Directors: Olivier Nakache, Eric Toledano
MPAA Rating: R
Studio: Alliance Films
The Intouchables, a French import directed by Olivier Nakache and Éric Toledano, is based, oddly enough, on a true story. The crowd-pleasing buddy comedy-drama, a surprise box-office smash in France, stars François Cluzet as Philippe, a cultured, isolated, charming millionaire Parisian businessman left quadriplegic by a paragliding accident. Refusing to be pitied, patronized by his staff and business managers and estranged from his family, he hires a caretaker on a one-month trial: a poor, unemployed, loudmouth, pot-smoking petty criminal, Driss, played by Omar Sy.
In true buddy movie fashion, these two couldn’t be less alike in social class, race, life experience and outlook, yet, both outcasts, they become friends. The boisterous, uncouth Driss takes his stuffy boss on wild rides in the underused Lamborghini and hires him Asian hookers, constantly tries to put the make on his sexy secretary, intervenes in the life of his spoiled 16-year-old daughter, and forces him to finally meet the pen pal to whom he’s been writing poetic love letters. Meanwhile, although the aide has his own family woes and personal issues to deal with, he still finds time to do a lot of grinning, laughing, and dancing and head-popping to Earth, Wind & Fire classics. As written, he’s more than a bit of a literary and cinematic racial stereotype — the uneducated but worldly-wise, life-affirming, soulful black who pretty much only exists to enrich the life of a rich white person. But beyond the ancient Magic Negro stereotype that surfaces in movies like Driving Miss Daisy and The Legend of Bagger Vance, the character can also be seen as his boss’ Zorba, his Peter Pan, the Maude to his Harold.

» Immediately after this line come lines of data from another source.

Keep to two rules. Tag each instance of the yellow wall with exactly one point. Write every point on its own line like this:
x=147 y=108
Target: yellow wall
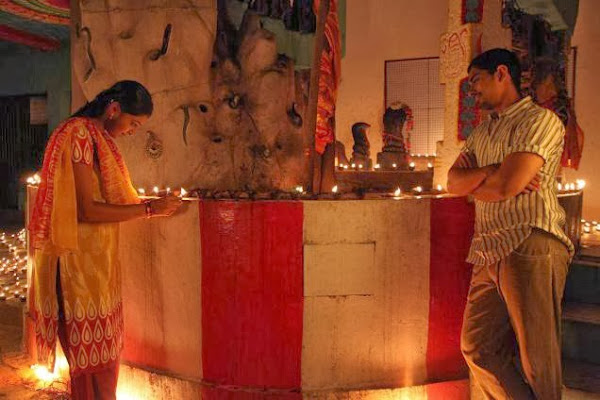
x=587 y=102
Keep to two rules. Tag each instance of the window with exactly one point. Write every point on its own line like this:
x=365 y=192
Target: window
x=416 y=83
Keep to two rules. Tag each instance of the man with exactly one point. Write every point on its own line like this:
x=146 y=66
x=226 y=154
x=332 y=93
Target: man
x=520 y=252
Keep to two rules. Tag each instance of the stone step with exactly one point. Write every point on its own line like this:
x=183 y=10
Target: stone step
x=583 y=281
x=581 y=332
x=581 y=376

Credit the insanely charismatic and likeable Sy, who won the 2012 César for Best Actor, with making the character unforgettable. In real life, the character played by Sy is actually of Algerian descent, an Arab. Interesting that the filmmakers chose not to go there. The movie’s big laughs, charming supporting characters, irreverent attitude toward disability, and Sy and Cluzet’s enjoyable byplay may help at least some audiences to overcome its more questionable underpinnings.